Indeed, an increase in the number of candidates entering clinical trials and approvals have been observed, triggering increased demand for highly sensitive and robust quantitative bioanalytical methods to understand their pharmacokinetic profiles and metabolism. Conventional approaches for oligonucleotide bioanalysis involve ligand-binding assays (LBA) and fluorescence-based detection primarily due to achieving low detection limits.

In fact, U.S. Pharmacopeia (USP)'s Sarita K. Acharya and Christian Zeine wrote in a recent article for Cell & Gene that oligonucleotides have been researched for their therapeutic properties for decades and have surfaced in the past few years as promising therapeutic agents for treatment of various diseases including neurodegenerative disorders, respiratory disorders, cancer, and diabetic retinopathy. “There are several classes of nucleic acids being investigated for oligonucleotide-based therapies, such as antisense, small interfering RNAs (siRNAs), and aptamers.” From a regulatory perspective, Acharya and Zeine stated that while there is currently a lack of dedicated International Council for Harmonization (ICH), European Medicines Agency (EMA), or FDA regulatory guidelines that specifically address the quality aspect and expectations for synthetic oligonucleotide products, some successful programs built their strategy based on regulatory guidelines used for small molecules and synthetic peptides to define key quality attributes and to design analytical programs.

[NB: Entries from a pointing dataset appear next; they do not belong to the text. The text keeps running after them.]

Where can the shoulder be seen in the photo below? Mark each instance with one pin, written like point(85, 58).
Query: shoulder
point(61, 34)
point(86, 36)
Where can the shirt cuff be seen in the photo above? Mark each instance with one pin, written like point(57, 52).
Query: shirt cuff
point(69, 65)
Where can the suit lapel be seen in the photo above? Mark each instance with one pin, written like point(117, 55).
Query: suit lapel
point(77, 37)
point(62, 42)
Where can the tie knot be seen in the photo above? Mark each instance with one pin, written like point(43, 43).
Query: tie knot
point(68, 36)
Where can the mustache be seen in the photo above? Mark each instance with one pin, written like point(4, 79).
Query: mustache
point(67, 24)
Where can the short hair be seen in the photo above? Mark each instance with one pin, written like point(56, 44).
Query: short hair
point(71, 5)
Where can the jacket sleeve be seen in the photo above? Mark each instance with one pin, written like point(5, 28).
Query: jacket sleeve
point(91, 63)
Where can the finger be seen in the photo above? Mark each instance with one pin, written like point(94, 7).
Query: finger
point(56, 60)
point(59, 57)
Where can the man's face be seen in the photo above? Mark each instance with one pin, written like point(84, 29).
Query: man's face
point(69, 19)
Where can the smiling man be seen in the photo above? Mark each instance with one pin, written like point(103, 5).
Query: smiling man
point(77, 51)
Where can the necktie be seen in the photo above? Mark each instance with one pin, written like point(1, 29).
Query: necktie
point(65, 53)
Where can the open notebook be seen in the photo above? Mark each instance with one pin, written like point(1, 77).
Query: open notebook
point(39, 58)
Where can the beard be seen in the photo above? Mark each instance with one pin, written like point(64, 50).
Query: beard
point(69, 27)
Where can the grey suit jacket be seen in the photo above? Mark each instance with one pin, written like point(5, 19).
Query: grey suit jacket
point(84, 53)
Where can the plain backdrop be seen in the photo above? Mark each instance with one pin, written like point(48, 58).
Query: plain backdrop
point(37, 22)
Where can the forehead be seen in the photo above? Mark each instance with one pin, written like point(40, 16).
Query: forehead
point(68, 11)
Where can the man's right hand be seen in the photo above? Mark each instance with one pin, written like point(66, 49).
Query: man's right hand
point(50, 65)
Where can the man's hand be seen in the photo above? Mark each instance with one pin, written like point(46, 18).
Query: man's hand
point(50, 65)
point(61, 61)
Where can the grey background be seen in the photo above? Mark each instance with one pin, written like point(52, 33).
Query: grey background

Last year, I talked to Susan Dillon, Ph.D., co-founder and CEO of Aro Biotherapeutics, a Philadelphia-based biotechnology company pioneering the development of tissue-targeted genetic medicines with a platform based on a proprietary protein technology called Centyrins. Aro is developing a new class of medicines called Centyrin-oligonucleotide conjugates where Centyrins can target the oligonucleotide to a specific cellular address.  In doing so, the company can overcome one of the greatest challenges in the RNA space, which is how to ensure that these promising therapies can achieve sufficient activity in extra hepatic disease tissues without causing excess toxicity in other tissues. “In our early studies in animal models, we’ve seen very promising gene modulation data working with both antisense oligonucleotides and siRNA,” states Dillon.

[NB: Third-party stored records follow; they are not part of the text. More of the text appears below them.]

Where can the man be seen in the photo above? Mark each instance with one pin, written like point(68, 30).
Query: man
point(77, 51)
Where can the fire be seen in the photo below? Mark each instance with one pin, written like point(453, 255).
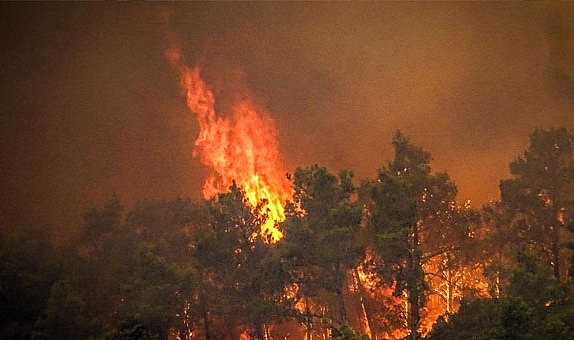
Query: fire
point(240, 146)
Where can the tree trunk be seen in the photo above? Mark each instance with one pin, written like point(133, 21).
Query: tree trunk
point(556, 251)
point(340, 296)
point(361, 290)
point(413, 285)
point(205, 313)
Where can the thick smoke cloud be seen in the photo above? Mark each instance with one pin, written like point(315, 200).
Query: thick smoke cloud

The future of oligonucleotides continues to be promising. In addition to treating rare neurological disorders, oligonucleotide therapeutics are now being developed to tackle infectious diseases such as hepatitis B virus (HBV) and SARS-CoV-2. They have the potential to improve the lives of millions of people and alter morbidity and mortality outcomes in multiple diseases and disorders that were previously uninsurable, particularly neurodegenerative diseases.